It seems like just about every day for the last fortnight one team or another has been playing a ‘must win’ game. Unsurprisingly this has meant teams shuffling rotations and, more surprisingly, trying to acquire Bruce Chen to give themselves the best possible chance of winning these key games.

One thing that has surprised me, is the number of commentators, fans and analysts who have been proposing teams hold off using their best starter in a potential elimination game in order to deploy them at a later date. I think the first example I saw of this was Joe Sheehan criticizing the Red Sox (subscription required) for bringing Jon Lester back on short rest to pitch game 162 against the Orioles, something I touched on in an earlier column. Sheehan’s argument seemed to be that winning that game would be meaningless if they then went on to lose their 163rd game against the Rays and missed the playoffs. While this is a true statement in and of itself, it completely overlooks the salient fact that the Red Sox stood a much better chance of there being a game 163 at all by finding a way to win against the Orioles.

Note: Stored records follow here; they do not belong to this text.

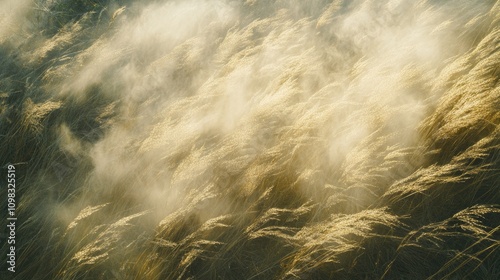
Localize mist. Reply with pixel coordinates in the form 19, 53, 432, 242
0, 0, 500, 279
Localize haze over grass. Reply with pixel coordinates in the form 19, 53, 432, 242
0, 0, 500, 279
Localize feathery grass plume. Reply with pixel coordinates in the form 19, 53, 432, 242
0, 0, 500, 279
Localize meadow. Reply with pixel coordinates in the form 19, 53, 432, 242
0, 0, 500, 280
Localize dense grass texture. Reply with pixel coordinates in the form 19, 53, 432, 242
0, 0, 500, 280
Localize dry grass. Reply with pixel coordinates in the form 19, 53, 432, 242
0, 0, 500, 279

A similar situation came up again recently when Danny Knobler defended the Tigers decision to hold off on moving Justin Verlander’s next start up from game 5 to game 4 after falling behind 2-0 to the Rangers. Knobler’s explanation was ‘if you’re down 3-0, you still need to win 4 straight and Verlander can only win one of those games’. Obviously after Doug Fister’s performance last night the Tigers have got themselves a foothold in the series and aren’t in a 3-0 hole after all, but I still believe this statement overlooks a similar salient point to the one missed by Sheehan. Yes, Verlander might only be able to win you one of those 4 hypothetical games, but all other things being equal, I’d want him winning game 4, otherwise games 5, 6 and 7 might not even happen.

Now I’ll gladly acknowledge that Knobler points out that Verlander might not be effective on short rest after throwing 82 pitches in a rain affected game 1, but the idea of holding pitchers off to pitch in games that might not happen because, hey, we still have to win those games eventually, is just illogical to me. Getting yourself into a position where those games actually get scheduled is far, far more important. If you have to throw you’re 5th starter out there in later games a result or even make it a bullpen game, that’s fine. In that situation you still have a chance to progress. But you have to go all out to get there. If you’re on the brink, every game is a game 7 and should be played as such.

There is one caveat I should point out and Knobler also covered to some extent. The issue of pitcher effectiveness on short rest has to be looked at and taken into account. If there is a risk of injury or lessened performance from your ace, you may well be better served by sending a less talented arm to the mound. This point was well expounded on by Dave Cameron over at FanGraphs yesterday where he laid out the various probabilities involved.

My point really comes down to my complete opposition to teams holding a pitcher back on the basis that there are future games that also need winning. This is no different to holding back your closer to pick up a save in an extra innings game rather than getting him in early to keep the game scoreless. That save opportunity might never come, just as those playoff games might never be scheduled.